Trials mentioned by the college:
ProCESS trial (2013): n=1341; multicentre RCT (31 US hospitals)
- 3 arms: protocol-based therapy (full EGDT), protocol-based standard care, and some sort of "anything goes" non-protocol therapy
- The primary end point was 60-day in-hospital mortality.
- Mean APACHE II score was about 20.8
- Outcome for this were 21.0% mortality (EGDT), 18.2% (standard protocol) and 18.9% (anything goes).
- There were no significant differences in 90-day mortality, 1-year mortality, or the need for organ support.
ARISE trial (2014): n=1600; multicentre RCT (50 Australian hospitals)
- 2 arms: protocol-based therapy (full EGDT), and "anything goes" non-protocol therapy.
- The primary outcome was all-cause mortality within 90 days.
- Mean APACHE II score was about 15.8
- Rates of death were 18.6% (EGDT) and 18.8% (standard)
- Again, there was no significant difference in survival time, in-hospital mortality, duration of organ support, or length of hospital stay.
ProMISE trial (2015): n=1260; multicentre RCT (56 UK hospitals)
- 2 arms: protocol-based therapy (full EGDT), and "anything goes" non-protocol therapy.

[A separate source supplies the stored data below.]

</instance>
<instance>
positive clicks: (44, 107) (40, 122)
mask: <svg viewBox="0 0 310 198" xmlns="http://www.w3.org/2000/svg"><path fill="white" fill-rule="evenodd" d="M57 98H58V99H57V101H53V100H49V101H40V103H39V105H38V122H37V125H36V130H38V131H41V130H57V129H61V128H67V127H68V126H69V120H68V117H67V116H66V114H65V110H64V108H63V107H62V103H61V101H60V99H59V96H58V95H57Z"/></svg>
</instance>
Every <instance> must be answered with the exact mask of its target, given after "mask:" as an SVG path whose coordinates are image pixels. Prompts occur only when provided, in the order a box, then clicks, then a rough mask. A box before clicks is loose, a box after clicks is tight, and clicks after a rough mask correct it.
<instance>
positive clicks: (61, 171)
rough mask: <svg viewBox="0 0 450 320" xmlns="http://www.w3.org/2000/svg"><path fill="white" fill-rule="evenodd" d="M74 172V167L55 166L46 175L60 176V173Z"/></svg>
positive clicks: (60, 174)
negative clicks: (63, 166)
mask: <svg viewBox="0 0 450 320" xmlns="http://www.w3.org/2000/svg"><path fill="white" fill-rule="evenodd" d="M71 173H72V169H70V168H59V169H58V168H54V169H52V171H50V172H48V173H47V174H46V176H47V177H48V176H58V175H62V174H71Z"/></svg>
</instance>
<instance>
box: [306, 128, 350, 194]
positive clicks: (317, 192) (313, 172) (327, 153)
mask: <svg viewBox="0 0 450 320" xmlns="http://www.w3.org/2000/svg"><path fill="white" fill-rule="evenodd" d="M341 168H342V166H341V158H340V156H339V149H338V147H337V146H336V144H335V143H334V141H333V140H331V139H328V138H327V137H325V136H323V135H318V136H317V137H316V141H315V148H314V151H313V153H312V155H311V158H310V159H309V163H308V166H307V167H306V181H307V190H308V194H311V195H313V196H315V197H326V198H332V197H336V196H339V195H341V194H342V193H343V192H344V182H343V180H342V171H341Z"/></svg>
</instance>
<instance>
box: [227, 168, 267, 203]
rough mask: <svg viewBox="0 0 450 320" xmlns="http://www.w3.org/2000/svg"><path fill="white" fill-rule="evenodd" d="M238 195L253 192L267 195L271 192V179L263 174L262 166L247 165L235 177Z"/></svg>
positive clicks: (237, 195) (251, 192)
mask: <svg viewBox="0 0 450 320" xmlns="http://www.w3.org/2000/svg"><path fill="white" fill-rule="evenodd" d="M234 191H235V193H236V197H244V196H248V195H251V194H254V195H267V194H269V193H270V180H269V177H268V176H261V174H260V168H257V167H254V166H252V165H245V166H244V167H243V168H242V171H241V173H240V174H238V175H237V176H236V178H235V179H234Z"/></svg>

- The primary outcome was all-cause mortality at 90 days.
- Mean APACHE II score was about 18.0
- Rates of death were 29.5% (EGDT) and 29.2% (standard)
- The authors of the ProCESS, ProMISE and ARISE trials scraped the databases for abstracts. Of 2395 eligible abstracts, only five RCTs met the inclusion criteria, totalling 4735 patients. Of these, the ProCESS, ProMISE and ARISE trials contributed 4201. The remaining 532 patients came from the Rivers trial and the lesser-known Jones trial (2010) which actually had more patients than Rivers.
- In summary, EGDT was not associated with decreased mortality, but it was associated with increased admission to ICU.
- Did this increase in ICU admissions improve the organ system function of admitted patients? No it did not. The same organ system support requirements were the same, except for the fact that the EGDT group got more vasopressors.
Since the publication of these trials, and since the first paper of 2015 was sat in March, the Surviving Sepsis Guidelines have changed slightly, and they no longer insist on CVP or ScvO2 targets. These previously mandatory goals have become reduced to suggestions; one may serially assess the patient with a "focused exam", or one may choose to look at CVP, ScvO2 , bedside TTE, or passive leg raise.
Rivers, Emanuel, et al. "Early goal-directed therapy in the treatment of severe sepsis and septic shock." New England Journal of Medicine 345.19 (2001): 1368-1377.
Peake, Sandra L., et al. "Goal-directed resuscitation for patients with early septic shock." The New England journal of medicine 371.16 (2014): 1496.
Yealy, Donald M., et al. "A randomized trial of protocol-based care for early septic shock." The New England journal of medicine 370.18 (2014): 1683-1693.
Mouncey, Paul R., et al. "Trial of early, goal-directed resuscitation for septic shock." New England Journal of Medicine 372.14 (2015): 1301-1311.
Angus, D. C., et al. "A systematic review and meta-analysis of early goal-directed therapy for septic shock: the ARISE, ProCESS and ProMISe Investigators." Intensive care medicine (2015): 1-12.
Jones, Alan E., et al. "Lactate clearance vs central venous oxygen saturation as goals of early sepsis therapy: a randomized clinical trial." Jama 303.8 (2010): 739-746.